Some states have strong historical and legal protections for local governments, called home rule or local control, which make these governments important in their own right. A state may take a hands-off approach to local fiscal problems. Other states, however, have had a history of local fiscal emergencies and may be more likely to intervene. State governments may fear that a fiscal crisis in one municipality could cause problems in other local governments or in the state as a whole. Different states’ laws have evolved together and in similar fashion, but states have often innovated as well, experimenting on different policies in response to the changing nature of fiscal problems over time.

The Framework for Understanding Local Fiscal Emergency Laws

Municipal fiscal emergency laws share many characteristics:

  • They define the conditions that trigger a crisis.
  • They identify the steps the state government and local governments should take when a trigger is observed.
  • They delineate the powers available to the state once the crisis is established.
  • In some cases, they outline an exit strategy.

Within this framework, however, there is a good deal of variation among states. For example, some states allow specific agencies to manage the crisis while others may let the local government handle it. The budgeting and debt management powers are also different among the states. States with fiscal emergency laws also may treat collective bargaining rules, local governmental personnel decisions, tax policy, and economic development funding differently. 

The states can be divided into several categories based on their differences:

  • Sixteen states have explicit fiscal emergency laws; thirty-four states do not.
  • Not all states with a fiscal emergency law grant the same powers to the same types of officials. Some (e.g., Florida and Illinois) allow local governments to make changes under state supervision, while others (e.g., Michigan and Pennsylvania) remove control from local officials and appoint a receiver.
  • Three states (Massachusetts, New York, and Connecticut) deal with fiscal emergencies via specific legislation for each local government. 
  • Some states allow alterations in contracts, collective bargaining procedures, and even tax increases or the creation of new taxes. 
  • In a few states, the end result of a state takeover may even be dissolving the local government and allowing the county government to absorb its territory and debt.

Factors Influencing State Adoption of Municipal Fiscal Emergency Laws

Reasons for adopting a fiscal emergency law vary among the states. They may include home rule and local autonomy, state tax and spending limits, collective bargaining and unionization laws, and previous fiscal emergencies in the state.

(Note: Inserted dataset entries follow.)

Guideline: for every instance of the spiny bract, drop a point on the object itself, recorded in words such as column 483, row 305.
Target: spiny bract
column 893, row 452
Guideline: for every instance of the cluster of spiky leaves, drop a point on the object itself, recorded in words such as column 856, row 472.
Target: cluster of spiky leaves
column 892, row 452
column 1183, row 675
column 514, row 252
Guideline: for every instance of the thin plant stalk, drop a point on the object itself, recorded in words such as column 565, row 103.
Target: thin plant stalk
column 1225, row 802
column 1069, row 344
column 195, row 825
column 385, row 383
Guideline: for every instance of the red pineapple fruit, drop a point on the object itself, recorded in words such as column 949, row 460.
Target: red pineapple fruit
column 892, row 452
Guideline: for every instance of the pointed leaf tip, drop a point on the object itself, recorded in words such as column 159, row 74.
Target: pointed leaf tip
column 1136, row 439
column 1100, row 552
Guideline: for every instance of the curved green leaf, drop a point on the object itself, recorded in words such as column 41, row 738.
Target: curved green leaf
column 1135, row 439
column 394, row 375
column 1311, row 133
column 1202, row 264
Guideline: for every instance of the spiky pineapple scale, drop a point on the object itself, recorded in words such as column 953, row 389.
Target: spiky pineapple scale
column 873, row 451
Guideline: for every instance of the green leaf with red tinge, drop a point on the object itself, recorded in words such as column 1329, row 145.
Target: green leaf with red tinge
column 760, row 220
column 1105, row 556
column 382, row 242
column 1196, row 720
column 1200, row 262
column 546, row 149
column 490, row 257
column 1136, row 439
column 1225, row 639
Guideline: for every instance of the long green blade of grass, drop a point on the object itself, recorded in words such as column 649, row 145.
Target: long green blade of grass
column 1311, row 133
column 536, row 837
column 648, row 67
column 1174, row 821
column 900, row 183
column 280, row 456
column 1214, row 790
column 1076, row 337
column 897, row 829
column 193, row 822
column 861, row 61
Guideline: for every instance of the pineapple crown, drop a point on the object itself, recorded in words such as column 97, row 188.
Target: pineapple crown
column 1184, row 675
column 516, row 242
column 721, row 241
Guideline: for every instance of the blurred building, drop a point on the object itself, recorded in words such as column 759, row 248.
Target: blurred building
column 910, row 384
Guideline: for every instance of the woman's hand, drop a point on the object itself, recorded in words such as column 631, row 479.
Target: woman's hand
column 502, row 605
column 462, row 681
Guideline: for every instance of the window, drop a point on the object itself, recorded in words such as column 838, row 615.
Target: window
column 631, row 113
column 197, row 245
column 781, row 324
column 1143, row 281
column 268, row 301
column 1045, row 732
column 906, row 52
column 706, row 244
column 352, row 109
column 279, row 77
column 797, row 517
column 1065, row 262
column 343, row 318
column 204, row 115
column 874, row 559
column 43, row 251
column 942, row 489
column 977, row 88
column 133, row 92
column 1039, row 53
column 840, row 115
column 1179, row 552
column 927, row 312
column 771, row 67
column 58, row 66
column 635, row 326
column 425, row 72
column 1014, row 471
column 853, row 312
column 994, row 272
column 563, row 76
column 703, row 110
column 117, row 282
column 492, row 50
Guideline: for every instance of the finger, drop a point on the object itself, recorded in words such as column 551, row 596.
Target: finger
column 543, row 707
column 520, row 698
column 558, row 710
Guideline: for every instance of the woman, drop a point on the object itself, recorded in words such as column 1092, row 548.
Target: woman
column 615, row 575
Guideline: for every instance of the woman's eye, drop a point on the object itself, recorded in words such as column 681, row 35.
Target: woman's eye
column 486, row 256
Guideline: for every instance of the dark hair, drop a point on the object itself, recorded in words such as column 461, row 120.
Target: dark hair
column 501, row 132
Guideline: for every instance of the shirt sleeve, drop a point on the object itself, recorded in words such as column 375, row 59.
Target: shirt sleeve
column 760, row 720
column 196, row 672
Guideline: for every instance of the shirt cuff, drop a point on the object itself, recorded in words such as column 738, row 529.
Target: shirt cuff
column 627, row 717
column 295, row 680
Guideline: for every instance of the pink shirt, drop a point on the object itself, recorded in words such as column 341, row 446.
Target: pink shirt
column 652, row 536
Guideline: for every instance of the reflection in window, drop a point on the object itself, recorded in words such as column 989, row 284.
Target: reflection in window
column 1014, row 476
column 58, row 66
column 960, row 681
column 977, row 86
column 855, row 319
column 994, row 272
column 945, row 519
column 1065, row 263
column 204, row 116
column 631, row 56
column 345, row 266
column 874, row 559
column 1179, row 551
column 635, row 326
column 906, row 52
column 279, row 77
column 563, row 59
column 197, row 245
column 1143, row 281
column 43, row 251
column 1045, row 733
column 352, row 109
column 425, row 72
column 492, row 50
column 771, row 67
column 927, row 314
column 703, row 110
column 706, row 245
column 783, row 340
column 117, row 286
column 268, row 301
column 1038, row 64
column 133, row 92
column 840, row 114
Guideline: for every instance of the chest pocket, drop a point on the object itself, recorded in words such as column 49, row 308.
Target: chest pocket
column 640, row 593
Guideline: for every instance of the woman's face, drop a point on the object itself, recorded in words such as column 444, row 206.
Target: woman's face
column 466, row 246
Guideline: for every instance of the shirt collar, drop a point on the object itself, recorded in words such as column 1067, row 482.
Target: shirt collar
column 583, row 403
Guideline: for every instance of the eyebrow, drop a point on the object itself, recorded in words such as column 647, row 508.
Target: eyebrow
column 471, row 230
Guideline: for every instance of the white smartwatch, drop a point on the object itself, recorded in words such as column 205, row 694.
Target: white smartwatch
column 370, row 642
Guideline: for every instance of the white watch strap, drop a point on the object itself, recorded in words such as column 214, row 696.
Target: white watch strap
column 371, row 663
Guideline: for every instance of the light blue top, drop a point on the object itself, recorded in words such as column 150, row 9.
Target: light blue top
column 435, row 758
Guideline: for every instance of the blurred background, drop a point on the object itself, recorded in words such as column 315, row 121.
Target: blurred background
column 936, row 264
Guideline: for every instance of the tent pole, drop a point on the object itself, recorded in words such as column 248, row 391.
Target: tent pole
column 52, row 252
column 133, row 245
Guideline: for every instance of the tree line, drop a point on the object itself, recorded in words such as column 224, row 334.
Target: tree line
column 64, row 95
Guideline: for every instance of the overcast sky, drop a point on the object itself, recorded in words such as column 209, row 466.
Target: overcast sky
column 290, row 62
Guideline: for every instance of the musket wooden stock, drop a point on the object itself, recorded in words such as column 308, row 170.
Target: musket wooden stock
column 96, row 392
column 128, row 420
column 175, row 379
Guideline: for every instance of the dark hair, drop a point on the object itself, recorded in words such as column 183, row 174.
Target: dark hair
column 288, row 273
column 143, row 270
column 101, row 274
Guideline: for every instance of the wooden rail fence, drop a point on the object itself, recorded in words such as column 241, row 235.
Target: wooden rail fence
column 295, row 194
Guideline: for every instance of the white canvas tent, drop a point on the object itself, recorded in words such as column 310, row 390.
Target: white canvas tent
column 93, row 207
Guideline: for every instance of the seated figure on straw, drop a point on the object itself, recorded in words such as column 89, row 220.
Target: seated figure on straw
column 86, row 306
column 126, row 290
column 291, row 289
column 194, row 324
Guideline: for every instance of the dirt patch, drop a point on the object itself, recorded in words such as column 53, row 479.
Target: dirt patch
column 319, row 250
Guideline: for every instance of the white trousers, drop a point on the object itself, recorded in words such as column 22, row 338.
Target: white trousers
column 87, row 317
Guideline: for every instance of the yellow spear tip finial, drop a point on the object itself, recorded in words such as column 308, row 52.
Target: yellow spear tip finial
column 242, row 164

Many states adopt fiscal emergency laws to respond to incompetent local management and corruption, which are seen as driving causes of a fiscal crisis. States differ in the specific approaches they take to crises: some adopt specific laws for certain governments, while most enact laws that can address a wide range of problems. Some states allow aggressive state action to correct a fiscal emergency, while others defer to the local government.

Critically, these laws may not address structural problems in the government. After state control has ended, a local government may soon repeat its past poor performance due to the public finance system, economic development problems, or social pressures. Stronger laws, such as those passed in Michigan, may be necessary to allow a state to make dramatic changes, including dissolving or merging local governments, pursuing revenue options, and reforming pension or mandate systems. As long as they avoid long-term structural problems, such as pension costs or retiree health care costs, municipal fiscal emergency laws will only address local management failures, leaving the harder problems alone and risking a future fiscal crisis.